Der neue ​Eintracht-Coach Adi Hütter stand unter massivem Druck. Nach dem Superpokal-Debakel gegen die Bayern und der Pokal-Blamage gegen SSV Ulm, musste am ersten Spieltag ein Sieg her. Dieser gelang den Adlerträgern gegen den SC Freiburg mit einem 2:0-Erfolg. Besonders der 19-jährige Evan N’Dicka war maßgeblich daran beteiligt.

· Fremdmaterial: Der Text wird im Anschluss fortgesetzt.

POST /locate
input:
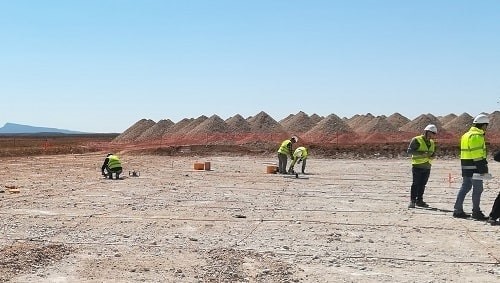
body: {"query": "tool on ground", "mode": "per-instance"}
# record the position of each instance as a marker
(134, 173)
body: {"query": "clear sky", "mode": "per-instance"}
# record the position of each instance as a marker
(102, 65)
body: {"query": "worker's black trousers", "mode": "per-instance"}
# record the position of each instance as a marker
(420, 178)
(495, 211)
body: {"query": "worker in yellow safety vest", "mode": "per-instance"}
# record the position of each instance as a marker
(422, 149)
(474, 167)
(284, 151)
(299, 155)
(112, 164)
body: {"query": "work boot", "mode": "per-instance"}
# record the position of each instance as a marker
(421, 203)
(493, 222)
(478, 215)
(461, 214)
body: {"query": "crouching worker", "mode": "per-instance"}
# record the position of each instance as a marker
(111, 165)
(299, 155)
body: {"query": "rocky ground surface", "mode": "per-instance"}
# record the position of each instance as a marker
(345, 221)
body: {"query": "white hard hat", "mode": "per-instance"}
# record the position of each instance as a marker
(431, 128)
(481, 119)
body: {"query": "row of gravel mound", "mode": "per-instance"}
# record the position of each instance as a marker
(306, 126)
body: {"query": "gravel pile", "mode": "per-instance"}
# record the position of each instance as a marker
(262, 126)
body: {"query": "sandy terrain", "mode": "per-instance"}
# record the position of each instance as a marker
(347, 221)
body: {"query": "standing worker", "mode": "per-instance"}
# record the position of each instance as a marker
(473, 162)
(284, 152)
(112, 164)
(299, 155)
(422, 149)
(495, 210)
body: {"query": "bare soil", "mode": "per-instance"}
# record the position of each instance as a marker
(345, 221)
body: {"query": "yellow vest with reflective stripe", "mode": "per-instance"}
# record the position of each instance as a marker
(114, 162)
(300, 152)
(472, 145)
(423, 153)
(284, 147)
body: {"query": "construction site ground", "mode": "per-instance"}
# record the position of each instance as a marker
(345, 221)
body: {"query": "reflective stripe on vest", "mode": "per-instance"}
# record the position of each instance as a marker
(472, 145)
(300, 152)
(284, 147)
(423, 152)
(114, 162)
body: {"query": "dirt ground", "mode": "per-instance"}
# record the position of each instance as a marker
(345, 221)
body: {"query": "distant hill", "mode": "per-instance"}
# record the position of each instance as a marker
(12, 128)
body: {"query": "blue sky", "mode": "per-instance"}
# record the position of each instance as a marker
(102, 65)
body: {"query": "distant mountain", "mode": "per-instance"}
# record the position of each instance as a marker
(11, 128)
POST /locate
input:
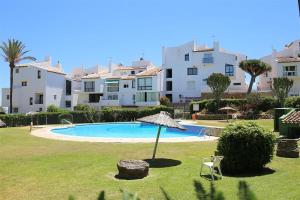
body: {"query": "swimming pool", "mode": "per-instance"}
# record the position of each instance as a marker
(128, 130)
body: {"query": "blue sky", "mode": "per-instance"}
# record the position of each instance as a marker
(88, 32)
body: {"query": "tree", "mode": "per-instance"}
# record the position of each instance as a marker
(165, 101)
(254, 68)
(13, 52)
(218, 84)
(281, 88)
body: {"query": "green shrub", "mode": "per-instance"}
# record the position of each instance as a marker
(164, 101)
(53, 108)
(82, 107)
(246, 147)
(292, 102)
(91, 116)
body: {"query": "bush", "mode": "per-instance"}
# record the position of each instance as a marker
(246, 147)
(292, 102)
(164, 101)
(53, 108)
(82, 107)
(91, 116)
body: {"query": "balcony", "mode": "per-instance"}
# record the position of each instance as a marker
(289, 73)
(208, 60)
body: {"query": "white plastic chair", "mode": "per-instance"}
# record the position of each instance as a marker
(214, 162)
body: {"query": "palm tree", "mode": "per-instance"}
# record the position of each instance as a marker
(13, 53)
(254, 68)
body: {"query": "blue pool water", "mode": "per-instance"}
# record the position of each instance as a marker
(128, 130)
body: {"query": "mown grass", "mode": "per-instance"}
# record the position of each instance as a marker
(37, 168)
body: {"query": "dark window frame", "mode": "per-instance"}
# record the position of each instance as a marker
(169, 73)
(68, 104)
(24, 83)
(169, 85)
(192, 71)
(187, 57)
(89, 88)
(39, 74)
(229, 70)
(68, 87)
(144, 86)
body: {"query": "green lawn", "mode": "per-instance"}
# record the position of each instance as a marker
(37, 168)
(266, 123)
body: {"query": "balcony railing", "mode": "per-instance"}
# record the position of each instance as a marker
(289, 73)
(144, 87)
(208, 60)
(39, 102)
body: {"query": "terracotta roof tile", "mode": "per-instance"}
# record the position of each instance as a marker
(293, 118)
(150, 72)
(287, 59)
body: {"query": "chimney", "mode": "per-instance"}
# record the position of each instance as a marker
(48, 59)
(58, 65)
(216, 46)
(110, 65)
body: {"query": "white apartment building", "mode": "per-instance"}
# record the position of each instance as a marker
(187, 67)
(37, 85)
(136, 85)
(284, 63)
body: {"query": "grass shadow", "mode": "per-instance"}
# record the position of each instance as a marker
(162, 162)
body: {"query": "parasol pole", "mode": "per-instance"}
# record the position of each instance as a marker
(156, 142)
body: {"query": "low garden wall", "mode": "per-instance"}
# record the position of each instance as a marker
(105, 115)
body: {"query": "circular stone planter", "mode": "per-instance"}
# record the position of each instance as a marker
(132, 169)
(288, 148)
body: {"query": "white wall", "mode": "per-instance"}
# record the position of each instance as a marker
(173, 57)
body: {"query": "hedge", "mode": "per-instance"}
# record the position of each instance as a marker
(105, 115)
(264, 104)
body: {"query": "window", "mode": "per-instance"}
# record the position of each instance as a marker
(191, 85)
(192, 71)
(207, 58)
(15, 110)
(112, 85)
(68, 87)
(94, 98)
(145, 83)
(169, 86)
(89, 86)
(289, 71)
(229, 70)
(68, 104)
(147, 96)
(169, 73)
(170, 97)
(24, 83)
(112, 97)
(186, 57)
(39, 98)
(39, 74)
(266, 74)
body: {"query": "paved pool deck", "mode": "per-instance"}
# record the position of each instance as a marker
(45, 132)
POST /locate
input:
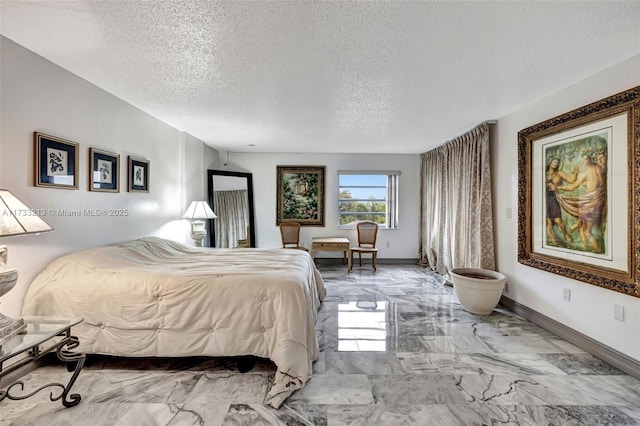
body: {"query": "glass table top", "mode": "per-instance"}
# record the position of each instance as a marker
(39, 330)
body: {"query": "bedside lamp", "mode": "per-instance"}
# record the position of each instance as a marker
(15, 219)
(199, 210)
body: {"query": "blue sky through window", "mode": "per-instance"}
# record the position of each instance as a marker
(350, 181)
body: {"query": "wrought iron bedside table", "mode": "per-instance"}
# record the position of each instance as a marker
(44, 335)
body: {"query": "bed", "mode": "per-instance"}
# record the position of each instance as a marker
(156, 297)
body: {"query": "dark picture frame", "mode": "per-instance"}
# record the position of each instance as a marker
(300, 195)
(578, 194)
(56, 162)
(138, 174)
(104, 171)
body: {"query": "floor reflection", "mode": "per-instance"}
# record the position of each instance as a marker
(363, 326)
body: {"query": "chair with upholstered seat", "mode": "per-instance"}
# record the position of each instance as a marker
(367, 235)
(290, 234)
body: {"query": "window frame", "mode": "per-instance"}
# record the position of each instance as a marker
(390, 200)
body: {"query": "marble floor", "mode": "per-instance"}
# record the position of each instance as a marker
(396, 349)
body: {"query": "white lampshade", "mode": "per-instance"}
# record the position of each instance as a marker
(199, 210)
(16, 218)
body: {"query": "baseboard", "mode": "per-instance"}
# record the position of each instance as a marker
(586, 343)
(366, 260)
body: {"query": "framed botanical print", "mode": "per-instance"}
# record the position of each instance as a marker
(56, 162)
(138, 176)
(578, 194)
(300, 195)
(104, 171)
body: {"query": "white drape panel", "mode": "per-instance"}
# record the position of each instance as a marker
(456, 223)
(232, 209)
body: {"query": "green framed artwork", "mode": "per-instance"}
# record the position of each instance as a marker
(300, 196)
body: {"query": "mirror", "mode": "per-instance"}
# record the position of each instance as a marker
(231, 198)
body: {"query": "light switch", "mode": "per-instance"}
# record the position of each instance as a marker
(618, 312)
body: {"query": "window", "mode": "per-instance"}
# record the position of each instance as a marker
(366, 195)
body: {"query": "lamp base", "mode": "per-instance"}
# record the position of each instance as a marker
(198, 232)
(10, 327)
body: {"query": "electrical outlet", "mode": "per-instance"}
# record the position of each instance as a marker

Als Adi Hütter den erst vor drei Tagen 19 Jahre alt gewordenen Spieler für die Startelf nominierte, wunderten sich einige Fans. Der Franzose spielte allerdings eine mächtig beeindruckende Partie für sein Alter und schien mit dem Druck der Bundesliga gut umzugehen.


N’Dicka gab Hütter eine gute Leistung für sein Vertrauen zurück. Der 19-Jährige kam in diesem Sommer von AJ Auxerre für eine Summe von fünf Millionen Euro an den Main und gilt als ein großes Innenverteidiger-Talent. Dass er das Potential hat, zeigte der Franzose gegen die Breisgauer mit 60 Prozent gewonnen Zweikämpfen und fast elf gelaufenen Kilometern.

Hessen-Coach Hütter setzte wieder auf eine Viererkette in der Abwehr und erklärte dies in der Pressekonferenz bei SC Freiburg-TV nach dem Spiel gegen Freiburg. So erläuterte Hütter: "Seine Leistung habe ich hervorragend gesehen. Man darf nicht vergessen, dass er erst 19 geworden ist. Dafür muss man ihm sicherlich ein Sonderlob geben." Und dies sei ihm auch gegönnt. Der Youngster konnte mit seiner ruhigen und kontrollierenden Art der Frankfurter Defensive weiterhelfen.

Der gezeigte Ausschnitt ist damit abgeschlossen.